The big swing in supply and demand is one of the difficulties we're looking at in the seafood industry. Temperature regulation is another important consideration. It is one of the most crucial aspects of quality and safety management. Our seafood goods must be kept below 35°F, and the colder we can keep them, the longer their shelf life will be and the higher the quality will be. When fresh fish arrives at the docks, it usually has a seven-day shelf life. To assure the quality level, we need to be able to send that product through our entire system while still leaving a couple days for the consumer's refrigerator.
The price of a product fluctuates. We may have set a retail price of $6.99 per pound for sole in our stores. We've virtually lost all of our margin if the market moves the next day and our cost rises. As a result, fluctuation is a significant issue for us. Furthermore, we are attempting to predict what the buyer will purchase. We're having the identical inventory issues as you.

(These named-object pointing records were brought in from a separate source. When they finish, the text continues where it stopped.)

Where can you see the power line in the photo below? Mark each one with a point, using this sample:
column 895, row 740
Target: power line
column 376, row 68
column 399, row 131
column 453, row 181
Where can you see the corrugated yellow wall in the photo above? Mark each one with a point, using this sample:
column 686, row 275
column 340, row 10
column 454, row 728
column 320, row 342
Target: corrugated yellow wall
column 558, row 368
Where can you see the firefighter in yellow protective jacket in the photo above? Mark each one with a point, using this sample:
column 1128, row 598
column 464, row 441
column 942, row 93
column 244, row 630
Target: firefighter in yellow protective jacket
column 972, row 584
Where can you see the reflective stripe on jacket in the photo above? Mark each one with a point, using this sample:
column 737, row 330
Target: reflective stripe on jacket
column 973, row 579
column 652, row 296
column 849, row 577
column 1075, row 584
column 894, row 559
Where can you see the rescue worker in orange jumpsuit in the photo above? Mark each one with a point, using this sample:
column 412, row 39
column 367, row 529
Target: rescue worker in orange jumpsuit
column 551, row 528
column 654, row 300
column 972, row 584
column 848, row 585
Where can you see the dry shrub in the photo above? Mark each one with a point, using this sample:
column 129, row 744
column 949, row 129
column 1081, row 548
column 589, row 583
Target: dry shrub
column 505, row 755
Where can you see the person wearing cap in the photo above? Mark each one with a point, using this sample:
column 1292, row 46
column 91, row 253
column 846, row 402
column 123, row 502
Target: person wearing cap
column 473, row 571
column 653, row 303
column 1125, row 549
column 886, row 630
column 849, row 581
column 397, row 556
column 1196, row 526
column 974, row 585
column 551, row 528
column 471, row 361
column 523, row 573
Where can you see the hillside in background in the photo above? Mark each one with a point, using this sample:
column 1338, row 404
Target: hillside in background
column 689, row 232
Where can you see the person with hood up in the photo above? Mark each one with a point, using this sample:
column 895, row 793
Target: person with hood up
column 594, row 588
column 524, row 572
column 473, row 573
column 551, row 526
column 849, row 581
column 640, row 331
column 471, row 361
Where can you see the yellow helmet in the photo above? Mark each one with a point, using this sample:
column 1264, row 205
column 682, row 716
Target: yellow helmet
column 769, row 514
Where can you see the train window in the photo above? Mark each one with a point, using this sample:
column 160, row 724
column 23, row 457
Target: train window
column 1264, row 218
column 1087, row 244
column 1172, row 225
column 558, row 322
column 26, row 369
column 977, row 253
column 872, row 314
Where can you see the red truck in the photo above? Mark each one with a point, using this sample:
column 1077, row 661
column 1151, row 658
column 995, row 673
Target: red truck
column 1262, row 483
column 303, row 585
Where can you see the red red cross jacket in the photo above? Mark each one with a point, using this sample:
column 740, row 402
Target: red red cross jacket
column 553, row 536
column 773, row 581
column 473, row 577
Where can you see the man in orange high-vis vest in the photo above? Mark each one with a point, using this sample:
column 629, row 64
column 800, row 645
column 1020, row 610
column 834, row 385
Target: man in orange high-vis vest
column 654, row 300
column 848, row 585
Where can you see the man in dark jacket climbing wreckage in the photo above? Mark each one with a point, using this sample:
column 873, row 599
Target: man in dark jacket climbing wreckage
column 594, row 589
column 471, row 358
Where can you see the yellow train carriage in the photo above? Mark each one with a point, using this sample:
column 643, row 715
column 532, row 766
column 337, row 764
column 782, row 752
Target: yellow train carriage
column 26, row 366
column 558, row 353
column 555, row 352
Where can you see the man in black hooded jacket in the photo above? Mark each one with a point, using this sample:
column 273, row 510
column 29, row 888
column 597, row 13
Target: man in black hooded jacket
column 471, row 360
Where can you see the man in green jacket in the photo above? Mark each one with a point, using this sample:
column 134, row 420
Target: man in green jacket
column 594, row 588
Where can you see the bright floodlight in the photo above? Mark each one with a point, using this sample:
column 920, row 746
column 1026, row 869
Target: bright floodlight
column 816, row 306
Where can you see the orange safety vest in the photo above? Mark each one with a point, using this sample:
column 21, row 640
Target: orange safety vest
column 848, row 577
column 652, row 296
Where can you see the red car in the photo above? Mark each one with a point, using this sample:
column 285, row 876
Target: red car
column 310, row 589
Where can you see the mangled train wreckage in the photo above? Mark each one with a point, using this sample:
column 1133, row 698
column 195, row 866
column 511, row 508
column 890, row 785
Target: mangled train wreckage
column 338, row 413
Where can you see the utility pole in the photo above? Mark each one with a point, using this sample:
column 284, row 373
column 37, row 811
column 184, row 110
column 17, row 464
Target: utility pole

We're putting seafood in the case with no idea what will sell that day. Our seafood shops are mostly run for the convenience of the customer.
Our waste in our physical locations can reach 20 to 25 percent at times. That was a crucial issue that needed to be addressed. What can we do to reduce trash in our stores? A new form of distribution network was our solution. For us, distribution is collecting products from Canada, Mexico, the Gulf of Mexico, the Northeast, and South America and distributing them over 1,200 supermarkets in 20 states. That's a logistical nightmare, to say the least. Until recently, we were operating in a similar manner to the Red Cross. At our Greensburg Seafood Distribution Plant, we had a hub. We'd bring all of the products into that distribution center, distribute them to various regional warehouses, and then load them onto another truck and deliver them to the retailers. Before it arrived to the store, we had to cross-truck product four or five times. We've been talking with Emery Air Freight, and they've put together a fantastic software and technology package for us. We'll be able to forward contract with our suppliers in many regions utilizing it. Costs, product specifications, and supplier or inventory delivery will all be negotiated.
Emery will connect to our individual store ordering system via satellite once those talks are concluded. Each merchant will be able to scan a little bar code or a unique number that will indicate, for example, Dover sole. That order will be sent by satellite to Emery, which will act as our hub, and Emery will distribute it among the vendors automatically.
Those vendors will get the merchandise, Emery will organize collection, and Emery will deliver the items directly to our stores. The main benefit of this approach is that we can place an order for a product at 2 p.m. today and have it delivered to our stores by 11:30 a.m. the next day. On all of the items we had running through the system, we were able to minimize float by four days. That is inventory control.
We've saved a lot of money, and our product now has a four-day shelf life right where it needs to be, right in front of the customer.
As a result, we will be able to cut our trash. We estimate that we will cut our waste in half straight away, bringing it down to roughly 5 to 7%. Another significant benefit is that we can provide our customers with the variety they require almost immediately. When a consumer comes in with a specific request, it takes four to five days to fulfill it. It will now take only 24 hours.
That is essentially what we are doing in the distribution network, although I do have a couple of points to make. In many ways, our consumers are similar to your donations. One thing we discovered is that keeping a customer costs a dollar, while bringing a client back costs ten dollars. It's critical to keep that customer, just as it is with your donations, because it will save you money in the long term. Another requirement we place on our retailers is that they treat customers the way you would want to be treated. That makes it easier for us to keep that customer.